GSK closing Pittsburgh office, putting 275 jobs at risk

April 17, 2015
Life sciences
The big asset swap between GlaxoSmithKline and Novartis may have given each company just what it wanted, but the deal continues to play out poorly for workers, with GSK planning to close its Pittsburgh office where it has about 275 employees working for its consumer health unit.
 
GSK spokeswoman Malesia Dunn said in an interview on Thursday that besides GSK’s office in Pittsburgh, the company and Novartis both had consumer health operations in the Parsippany, NJ, area. The plan now is to lease new space in the area and consolidate workers from the three locations there. Workers were told Wednesday that the process will begin soon and be complete by the end of the year. Some employees will be given a chance to move, she said.
 
“It will be a mix.

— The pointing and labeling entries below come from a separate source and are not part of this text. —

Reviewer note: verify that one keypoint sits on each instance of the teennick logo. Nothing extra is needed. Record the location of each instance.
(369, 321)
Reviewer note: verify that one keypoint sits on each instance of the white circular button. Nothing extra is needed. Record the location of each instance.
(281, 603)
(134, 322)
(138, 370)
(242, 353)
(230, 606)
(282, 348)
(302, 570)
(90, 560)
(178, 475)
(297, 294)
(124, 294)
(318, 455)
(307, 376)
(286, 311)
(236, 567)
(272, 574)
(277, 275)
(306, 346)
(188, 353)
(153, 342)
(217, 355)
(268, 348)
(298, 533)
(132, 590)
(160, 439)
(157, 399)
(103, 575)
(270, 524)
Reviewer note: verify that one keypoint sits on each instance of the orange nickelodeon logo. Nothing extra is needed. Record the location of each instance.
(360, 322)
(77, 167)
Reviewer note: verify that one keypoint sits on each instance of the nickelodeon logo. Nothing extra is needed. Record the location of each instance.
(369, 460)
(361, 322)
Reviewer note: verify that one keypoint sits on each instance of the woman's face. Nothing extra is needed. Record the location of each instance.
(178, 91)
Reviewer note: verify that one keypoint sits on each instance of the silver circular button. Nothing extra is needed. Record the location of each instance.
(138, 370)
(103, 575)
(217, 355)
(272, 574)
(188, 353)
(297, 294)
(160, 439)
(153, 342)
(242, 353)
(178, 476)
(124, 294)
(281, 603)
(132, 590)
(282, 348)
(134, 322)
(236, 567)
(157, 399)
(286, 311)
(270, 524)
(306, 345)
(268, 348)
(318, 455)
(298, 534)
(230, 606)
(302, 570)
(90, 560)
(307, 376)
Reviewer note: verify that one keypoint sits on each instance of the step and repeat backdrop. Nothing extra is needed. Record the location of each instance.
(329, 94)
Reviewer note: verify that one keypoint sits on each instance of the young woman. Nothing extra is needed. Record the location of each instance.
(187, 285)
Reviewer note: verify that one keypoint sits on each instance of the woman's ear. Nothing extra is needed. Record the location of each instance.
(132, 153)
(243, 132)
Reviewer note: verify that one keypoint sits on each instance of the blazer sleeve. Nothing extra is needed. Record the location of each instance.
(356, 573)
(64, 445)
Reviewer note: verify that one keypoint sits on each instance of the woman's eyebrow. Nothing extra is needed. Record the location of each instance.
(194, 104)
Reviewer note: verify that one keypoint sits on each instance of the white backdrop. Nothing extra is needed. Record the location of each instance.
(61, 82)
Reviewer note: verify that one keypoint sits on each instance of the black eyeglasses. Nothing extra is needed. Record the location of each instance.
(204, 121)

Some employees will be offered opportunities to relocate, and if they choose not to or are not offered a position, they will receive a severance package,” Dunn said.
 
As part of the multibillion-dollar deal worked out last year, GSK and Novartis are creating a consumer healthcare joint venture that GSK will run. Novartis also took on GSK’s oncology portfolio and GSK got Novartis’ vaccines group. The idea is that each will beef up areas in which they can excel and exit markets they haven’t dominated.
 
The latest dislocation follows one earlier this month when GSK said it would establish a global vaccines hub in Rockville, MD, in the wake of the deal with Novartis. That move will force hundreds of staffers in Cambridge, MA, and Philadelphia to choose whether to move or lose their jobs.
 
GSK laid out plans earlier to cut more than 1,000 jobs–mostly in R&D–in North Carolina and Philadelphia. That reorg came after a slate of new product approvals failed to generate the kind of revenue that had been expected at GSK, forcing a rethink on how it allocates a multibillion-dollar R&D budget.
 
Novartis has been trimming its workforce as well, but the traditionally tight-lipped Swiss company has been somewhat circumspect about that. Novartis CEO Joe Jimenez recently said the company would make some “very significant” cost cuts, partly from the sale-and-swap with GSK and from its ongoing overhaul in back-office operations, which has included moving thousands of jobs to a center in India.